White Balance: Nebulosity Automatic
Software: Backyard Nikon, Deep Sky Stacker, Nebulosity, Photoshop
This was the 2nd of 5 first-light images taken with my new to me Astro-Tech 8” f/8 Ritchey-Cretien. The sky conditions were pretty rough with haze and bright moonlight, but I was still able to conduct some basic tests with this new system. This was my first test of the RC8’s narrow-field capability and I cropped the source image to zoom in a bit closer on the nebula to highlight some of the fine detail. Narrow-field imaging of deepsky object can be influenced by the seeing conditions and this limits the usefulness of using larger telescopes for this purpose. The RC8 at f/8 seems to be well suited for my typical sky conditions providing a nice balance of speed and field of view. Also, this was my first opportunity to test the performance of my Nikon 5300a on a warm, muggy summer evening and it performed flawlessly.

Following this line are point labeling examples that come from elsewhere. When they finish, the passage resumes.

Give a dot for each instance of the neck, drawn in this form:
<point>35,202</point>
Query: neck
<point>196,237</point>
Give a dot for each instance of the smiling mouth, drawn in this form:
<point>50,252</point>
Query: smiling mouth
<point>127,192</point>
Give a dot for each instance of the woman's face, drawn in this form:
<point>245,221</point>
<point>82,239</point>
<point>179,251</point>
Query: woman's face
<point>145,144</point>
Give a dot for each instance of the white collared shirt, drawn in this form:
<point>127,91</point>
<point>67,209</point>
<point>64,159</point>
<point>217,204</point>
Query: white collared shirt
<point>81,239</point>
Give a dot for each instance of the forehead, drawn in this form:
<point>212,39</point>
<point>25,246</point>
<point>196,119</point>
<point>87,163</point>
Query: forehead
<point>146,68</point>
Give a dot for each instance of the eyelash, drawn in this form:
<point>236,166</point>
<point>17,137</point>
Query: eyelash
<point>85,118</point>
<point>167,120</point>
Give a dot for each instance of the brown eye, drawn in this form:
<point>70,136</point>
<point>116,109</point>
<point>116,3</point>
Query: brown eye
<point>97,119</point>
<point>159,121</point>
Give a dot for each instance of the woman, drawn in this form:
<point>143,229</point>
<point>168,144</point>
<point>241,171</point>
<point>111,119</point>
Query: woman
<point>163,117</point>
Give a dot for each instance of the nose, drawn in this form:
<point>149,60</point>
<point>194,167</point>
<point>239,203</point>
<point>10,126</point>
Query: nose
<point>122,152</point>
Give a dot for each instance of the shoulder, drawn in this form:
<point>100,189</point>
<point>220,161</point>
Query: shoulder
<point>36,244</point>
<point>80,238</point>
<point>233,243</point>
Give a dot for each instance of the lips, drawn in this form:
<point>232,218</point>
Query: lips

My cooled ZWO ASI071MC Pro is off being repaired (faulty temperature sensor on the TEC), but so far I’m not missing it (much).
Visually, The Ring appears as a ghostly smoke ring about the size of Jupiter. The nebula itself is not actually a ring, but more likely a torus or a short hour-glass, we just happen to the looking down the long axis, giving the nebula its characteristic shape.